Ok, what do you do with that perfect bulky weight handspun yarn you just spun up/got in the mail/found at a fair? You want to make sure it is something special and that none of it goes to waste. Small handspun yarn projects are the perfect quick project- unique, small enough to take to the beach in the summer, lightweight enough to not be hot while working on it, and a great looking finished project.

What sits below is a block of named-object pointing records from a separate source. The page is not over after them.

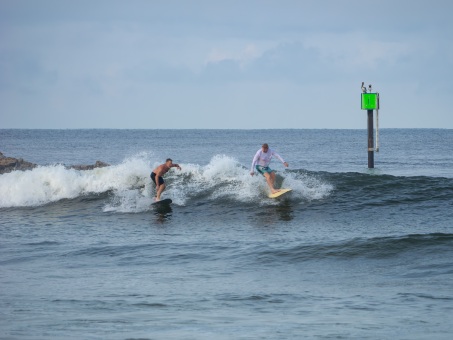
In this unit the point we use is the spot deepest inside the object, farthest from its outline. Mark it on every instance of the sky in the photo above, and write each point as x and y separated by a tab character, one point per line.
236	64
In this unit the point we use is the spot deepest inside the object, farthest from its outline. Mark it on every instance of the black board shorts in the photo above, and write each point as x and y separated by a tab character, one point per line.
153	177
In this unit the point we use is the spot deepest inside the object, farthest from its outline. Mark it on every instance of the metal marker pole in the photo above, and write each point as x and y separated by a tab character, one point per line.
370	140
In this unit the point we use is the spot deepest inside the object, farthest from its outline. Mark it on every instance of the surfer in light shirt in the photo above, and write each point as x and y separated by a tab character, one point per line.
157	174
261	163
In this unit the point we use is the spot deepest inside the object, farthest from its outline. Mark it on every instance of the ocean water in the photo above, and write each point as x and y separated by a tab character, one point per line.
350	253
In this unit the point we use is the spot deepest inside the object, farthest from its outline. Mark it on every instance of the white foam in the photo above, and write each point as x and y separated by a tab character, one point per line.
46	184
222	178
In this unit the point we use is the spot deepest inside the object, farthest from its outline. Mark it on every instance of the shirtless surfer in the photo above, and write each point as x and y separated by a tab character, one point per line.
157	174
261	162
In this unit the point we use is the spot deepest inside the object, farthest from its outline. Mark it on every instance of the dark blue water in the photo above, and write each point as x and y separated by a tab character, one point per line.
350	253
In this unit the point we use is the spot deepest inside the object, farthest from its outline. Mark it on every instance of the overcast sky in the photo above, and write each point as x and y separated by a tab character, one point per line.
224	64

Before you choose your project consider:
-Crochet will take up more yarn than knitting usually.
-If you worry about cutting it close, start at the top of the project (like for a hat), you can always finish the bottom edge in another yarn and call it trim.
-The type of yarn- really thick yarns or yarns that change texture will not make the best socks or slippers but will make a great neck warmer. Likewise, a really fuzzy handspun angora yarn will not fare well on high wear areas like the palms of gloves.
-I am assuming here you are working with a bulky weight handspun with some texture- thick and thin, boucle, coils, items spun in, etc. Pretty much any of the bulky weight yarns in my shop fit the bill.

Less than 50 yards of yarn:

1 Drop stitch scarf knit over 5-6 stitches- the drop stitches are made using yarn overs. The drop stitch shows off the handspun yarn and stretches the yardage.
2 Loosely knit beanie
3 Neck Warmer
4 Ipod, or cellphone cover- use smaller needles than you would for a scarf.
5 Belt or sash- you can thread a button directly on to the yarn on one end to eliminate the need to sew it in place, just add it in as you knit or crochet.

Less than 100 yards of yarn:

1 Wristlets with thumb opennings
2 Loosely crocheted hat
3 Scarflett- even in plain knitting or crochet it will look lovely. If knit on really big needles you can pull one end through the other like a keyhole scarf without needing to knit in the keyhole!
4 Small purse or Kindle cozy- use smaller needles than you would for a scarf.